When asked if such ethical problems are mitigated by the fact that the subjects of these photographs are apparently deceased, Cahn replied, “There is something harmful about this, even if someone is deceased, harmful to their family, harmful to their legacy. I know that after I’m gone, I don’t want to have my image being used by the government to train new forms of AI.”
Cahn told me that the fact that such a collection has been out there on a government website for years is a result of a wider societal problem resulting from the unfettered use of surveillance technologies to ingest biometric data without consent—what he called “a mountain of stolen data.”
Press said that, to the best of NIST’s knowledge, no subjects or their families had been notified that they were included in this dataset, and no subjects or their families have ever contacted NIST requesting to be removed from the dataset.
On its website, NIST includes among its core values, “Integrity: We are ethical, honest, independent, and provide an objective perspective.”
Press added that all of the image datasets used by the agency are subject to “Human Subjects Protection” regulations. When asked if NIST has had any recent discussion about the ethics of these involuntary subjects being made part of a permanent dataset, Press said, “Yes, this is an active area of consideration within NIST and among data experts.”
A Look at NIST’s Collections
The National Institute of Standards and Technology is set apart from most federal agencies by the wide array of standards and measurements that it works on for many industries.
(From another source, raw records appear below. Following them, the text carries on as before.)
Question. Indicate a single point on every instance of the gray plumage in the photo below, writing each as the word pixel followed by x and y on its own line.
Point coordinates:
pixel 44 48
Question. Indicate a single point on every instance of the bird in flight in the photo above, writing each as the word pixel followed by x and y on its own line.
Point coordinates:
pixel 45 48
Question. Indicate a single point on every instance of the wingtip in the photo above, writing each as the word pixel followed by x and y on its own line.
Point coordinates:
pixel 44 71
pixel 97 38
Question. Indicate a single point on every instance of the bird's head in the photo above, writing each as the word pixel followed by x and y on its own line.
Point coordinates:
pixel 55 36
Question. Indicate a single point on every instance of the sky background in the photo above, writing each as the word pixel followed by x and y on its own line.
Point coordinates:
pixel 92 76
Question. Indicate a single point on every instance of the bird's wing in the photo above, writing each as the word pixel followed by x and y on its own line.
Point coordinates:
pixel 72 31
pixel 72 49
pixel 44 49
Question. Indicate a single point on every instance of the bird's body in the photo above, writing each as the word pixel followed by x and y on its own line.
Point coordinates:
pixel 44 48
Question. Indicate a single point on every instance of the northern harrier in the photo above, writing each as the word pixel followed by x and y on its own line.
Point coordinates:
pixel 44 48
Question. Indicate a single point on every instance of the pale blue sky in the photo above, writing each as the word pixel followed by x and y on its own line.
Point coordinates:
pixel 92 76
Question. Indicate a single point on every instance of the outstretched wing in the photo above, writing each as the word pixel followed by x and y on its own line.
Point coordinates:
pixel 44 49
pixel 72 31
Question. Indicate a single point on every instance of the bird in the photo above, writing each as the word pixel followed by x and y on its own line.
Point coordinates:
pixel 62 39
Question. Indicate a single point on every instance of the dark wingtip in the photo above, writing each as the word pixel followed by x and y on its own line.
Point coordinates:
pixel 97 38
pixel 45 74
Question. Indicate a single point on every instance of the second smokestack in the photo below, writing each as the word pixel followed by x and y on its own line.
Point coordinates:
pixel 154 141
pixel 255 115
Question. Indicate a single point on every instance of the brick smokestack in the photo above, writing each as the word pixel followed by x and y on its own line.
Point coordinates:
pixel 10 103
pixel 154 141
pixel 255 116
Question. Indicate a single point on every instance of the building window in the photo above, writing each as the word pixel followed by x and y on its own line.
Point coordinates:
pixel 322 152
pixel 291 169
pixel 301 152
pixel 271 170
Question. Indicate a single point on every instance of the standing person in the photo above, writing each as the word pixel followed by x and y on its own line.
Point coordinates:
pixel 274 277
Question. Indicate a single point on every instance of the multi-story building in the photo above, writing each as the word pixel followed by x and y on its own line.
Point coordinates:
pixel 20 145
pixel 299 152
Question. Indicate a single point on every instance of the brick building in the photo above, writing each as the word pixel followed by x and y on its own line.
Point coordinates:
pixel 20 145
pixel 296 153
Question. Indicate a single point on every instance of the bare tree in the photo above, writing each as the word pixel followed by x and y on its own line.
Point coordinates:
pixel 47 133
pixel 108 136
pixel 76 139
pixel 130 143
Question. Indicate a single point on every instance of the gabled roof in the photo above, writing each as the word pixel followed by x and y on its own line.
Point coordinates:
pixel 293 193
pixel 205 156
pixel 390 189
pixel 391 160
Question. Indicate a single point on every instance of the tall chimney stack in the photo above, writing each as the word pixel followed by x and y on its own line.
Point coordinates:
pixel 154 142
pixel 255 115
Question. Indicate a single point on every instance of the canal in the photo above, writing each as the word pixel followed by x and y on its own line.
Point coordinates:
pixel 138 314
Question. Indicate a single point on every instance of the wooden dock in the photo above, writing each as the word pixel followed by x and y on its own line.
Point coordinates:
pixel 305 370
Founded in 1901, NIST is part of the Department of Commerce and was created to help boost American commercial competitiveness by defining and maintaining measurements and standards that would help the U.S. catch up to more established European industrial leaders. NIST’s mission: “To promote U.S. innovation and industrial competitiveness by advancing measurement science, standards, and technology in ways that enhance economic security and improve our quality of life.”
Diving into NIST’s website yields all sorts of interesting collections of data. NIST is the official keeper of time for the U.S. government. NIST maintains a large amount of physics data, including tables of atomic weights, properties, and isotopic compositions for all known elements. There’s a collection of fundamental physical constants in the known universe, where you can find the precise values of the speed of light in a vacuum (299,792,458 meters per second) or the Rydberg frequency (3.289 841 960 2508(64) × 1015 Hz).
NIST also has its own online store, where industrial labs can order “standard reference material” for a dizzying array of items, both mundane and exotic. For $1,107 you can buy 170 grams of peanut butter. Looking for a good source of industrial sludge? For $780, NIST can set you up with 70 grams, shipped to your door. You can also order “Lake Superior Fish Tissue,” “Urban dust,” “Organic Contaminants in Smokers’ Urine (Frozen),” and “Slurried Spinach.”
From a purely bureaucratic perspective, this mugshot database perhaps seemed to fit neatly beside these items as yet another “standard reference material” in NIST’s collections. But today, decades after the photos were taken, their presence reminds us that the recent leaps forward in machine learning are fueled by mountains of data, and that includes real human faces. The practice of involuntary personal data collection used to train algorithms is not only limited to those people in the criminal legal system but is also happening to all of us. Access to Special Database 18 may be on pause, but that broader problem remains.
Investigative Data Journalist
March 20, 2023: This story originally described NIST as regulating standards and measurements. NIST does not regulate standards and measurements but rather develops voluntary standards. The story has been updated to correct the error.